When Voodoo Ray by A Guy Called Gerald kicked in a barrage of 80s video game imagery raced across the four silver screens - Robotron, Space Invaders, Defender, Speak and Spell and Simon. A friend (who knows me well) said that is was as though someone had plugged into my head and downloaded all the stuff inside whilst I was asleep! And he was right. The music and the visuals were a near-perfect marriage creating an adrenaline-pumping atmosphere that the crowd clearly loved. With their own excellent Vector track and video thrown into the mix, this was a superb show by Hexstatic, my previously jaded views of the abilities of DJs having to undergo a serious revision as a result. Great stuff.
Prince Tongha is actually three guys from Japan - Hideyuki Tanaka, Pierre Taki and DJ Tasaka. This evening was their first ever performance outside of home country and it came as no surprise that about half the audience gathered were Japanese. Pierre Taki is perhaps better know as one third of Denki Groove who have been putting out technoid dance on the Sony label since 1991. Instead of picking up where Hexstatic left off, Prince Tongha (one guy at decks at the front with the two others supporting behind) chose to go down the more experimental cut-up route.
Consequently, the sound was less melodic and less danceable but it gave whoever was leading this performance plenty of opportunity to show off their DJ-ing skills. And they were very impressive. Even the way he removed vinyl by flicking them up from the decks and twisting them down to their sleeves and sliding in the replacement looked like an elegant routine that had been honed over many years. Clubbers rapidly took to the floor to show their appreciation of Prince Tongha's efforts, and whilst they were perhaps technically superior to Hexstatic, this got in the way of delivering some decent tunes for ten minutes or more whilst they displayed them to the full.

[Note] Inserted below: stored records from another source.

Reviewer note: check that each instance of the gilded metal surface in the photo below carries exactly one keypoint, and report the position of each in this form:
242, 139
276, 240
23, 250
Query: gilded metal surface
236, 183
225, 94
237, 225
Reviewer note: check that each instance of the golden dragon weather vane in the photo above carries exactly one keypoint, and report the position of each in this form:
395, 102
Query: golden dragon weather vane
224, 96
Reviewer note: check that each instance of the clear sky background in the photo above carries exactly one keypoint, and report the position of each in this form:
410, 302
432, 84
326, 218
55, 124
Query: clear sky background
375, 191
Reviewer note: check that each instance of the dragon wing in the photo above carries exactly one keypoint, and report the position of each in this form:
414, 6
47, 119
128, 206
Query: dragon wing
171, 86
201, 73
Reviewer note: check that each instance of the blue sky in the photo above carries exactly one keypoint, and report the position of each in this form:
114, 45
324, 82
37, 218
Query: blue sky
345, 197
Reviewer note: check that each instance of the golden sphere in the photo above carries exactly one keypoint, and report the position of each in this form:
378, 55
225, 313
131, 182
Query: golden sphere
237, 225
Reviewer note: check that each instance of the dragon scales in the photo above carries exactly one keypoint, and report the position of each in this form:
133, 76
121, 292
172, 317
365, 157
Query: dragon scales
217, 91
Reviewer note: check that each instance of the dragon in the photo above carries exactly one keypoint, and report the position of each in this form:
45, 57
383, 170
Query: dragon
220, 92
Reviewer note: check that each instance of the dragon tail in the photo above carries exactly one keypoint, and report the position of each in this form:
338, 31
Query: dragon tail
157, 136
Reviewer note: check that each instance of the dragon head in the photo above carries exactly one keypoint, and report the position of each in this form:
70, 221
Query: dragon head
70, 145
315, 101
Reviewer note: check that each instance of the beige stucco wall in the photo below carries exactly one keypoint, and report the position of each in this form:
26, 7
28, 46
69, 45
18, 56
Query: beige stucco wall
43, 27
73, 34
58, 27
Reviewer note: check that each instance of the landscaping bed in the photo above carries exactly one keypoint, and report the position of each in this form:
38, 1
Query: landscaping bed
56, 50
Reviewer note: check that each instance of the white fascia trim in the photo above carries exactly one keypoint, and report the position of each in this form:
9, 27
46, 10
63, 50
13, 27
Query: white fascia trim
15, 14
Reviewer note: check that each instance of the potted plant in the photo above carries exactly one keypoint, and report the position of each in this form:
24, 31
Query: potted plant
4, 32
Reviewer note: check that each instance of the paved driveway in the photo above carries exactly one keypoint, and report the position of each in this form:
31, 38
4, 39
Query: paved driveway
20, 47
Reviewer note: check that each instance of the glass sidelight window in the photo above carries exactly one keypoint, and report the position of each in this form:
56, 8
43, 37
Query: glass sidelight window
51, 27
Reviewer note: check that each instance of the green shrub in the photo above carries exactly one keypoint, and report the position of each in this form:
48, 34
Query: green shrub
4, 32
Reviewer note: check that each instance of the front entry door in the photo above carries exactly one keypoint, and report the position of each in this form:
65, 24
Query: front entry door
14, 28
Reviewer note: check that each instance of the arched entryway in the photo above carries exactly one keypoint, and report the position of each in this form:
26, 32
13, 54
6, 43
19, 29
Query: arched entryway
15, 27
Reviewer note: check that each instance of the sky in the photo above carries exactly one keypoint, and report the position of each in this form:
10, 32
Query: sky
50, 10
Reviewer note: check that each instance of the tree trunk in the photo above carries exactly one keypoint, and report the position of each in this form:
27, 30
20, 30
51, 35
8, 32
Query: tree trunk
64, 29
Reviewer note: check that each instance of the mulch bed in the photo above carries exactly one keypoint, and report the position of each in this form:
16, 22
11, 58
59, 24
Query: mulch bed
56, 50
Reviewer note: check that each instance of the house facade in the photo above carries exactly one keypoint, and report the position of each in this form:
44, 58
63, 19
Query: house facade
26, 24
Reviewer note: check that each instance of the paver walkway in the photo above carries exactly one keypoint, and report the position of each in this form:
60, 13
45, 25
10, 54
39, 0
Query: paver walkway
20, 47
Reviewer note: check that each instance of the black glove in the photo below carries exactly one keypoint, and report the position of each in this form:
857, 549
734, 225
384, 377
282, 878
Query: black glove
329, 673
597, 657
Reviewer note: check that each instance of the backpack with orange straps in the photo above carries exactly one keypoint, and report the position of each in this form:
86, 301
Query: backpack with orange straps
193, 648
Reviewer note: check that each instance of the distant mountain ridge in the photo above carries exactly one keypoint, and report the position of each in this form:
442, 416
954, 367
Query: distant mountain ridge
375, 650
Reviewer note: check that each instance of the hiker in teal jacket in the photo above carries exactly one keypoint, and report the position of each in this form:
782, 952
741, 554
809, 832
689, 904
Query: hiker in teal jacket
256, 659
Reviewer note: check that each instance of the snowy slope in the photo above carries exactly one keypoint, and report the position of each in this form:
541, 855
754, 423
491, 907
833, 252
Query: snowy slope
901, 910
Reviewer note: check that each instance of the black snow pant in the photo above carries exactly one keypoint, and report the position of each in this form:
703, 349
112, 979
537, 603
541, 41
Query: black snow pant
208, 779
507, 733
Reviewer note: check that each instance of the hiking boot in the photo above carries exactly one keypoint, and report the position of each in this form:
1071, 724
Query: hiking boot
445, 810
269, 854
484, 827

The groove did return but in the form of more tribal techno, although there were some memorable 80s highlights like Nitzer Ebb's Join In The Chant, Gary Numan's Cars, and New Order's Blue Monday but stylistically I much preferred the Hexstatic approach. The visuals were just as amusing and/or impressive but an unhealthy obsession with Michael Jackson (and his trademark "Oww!" scream) began to unnerve me and by the time the dreadful theme song to Ghostbusters put in an appearance (I'm not kidding) I concluded that, for my money, Hexstatic had the upper hand on the day.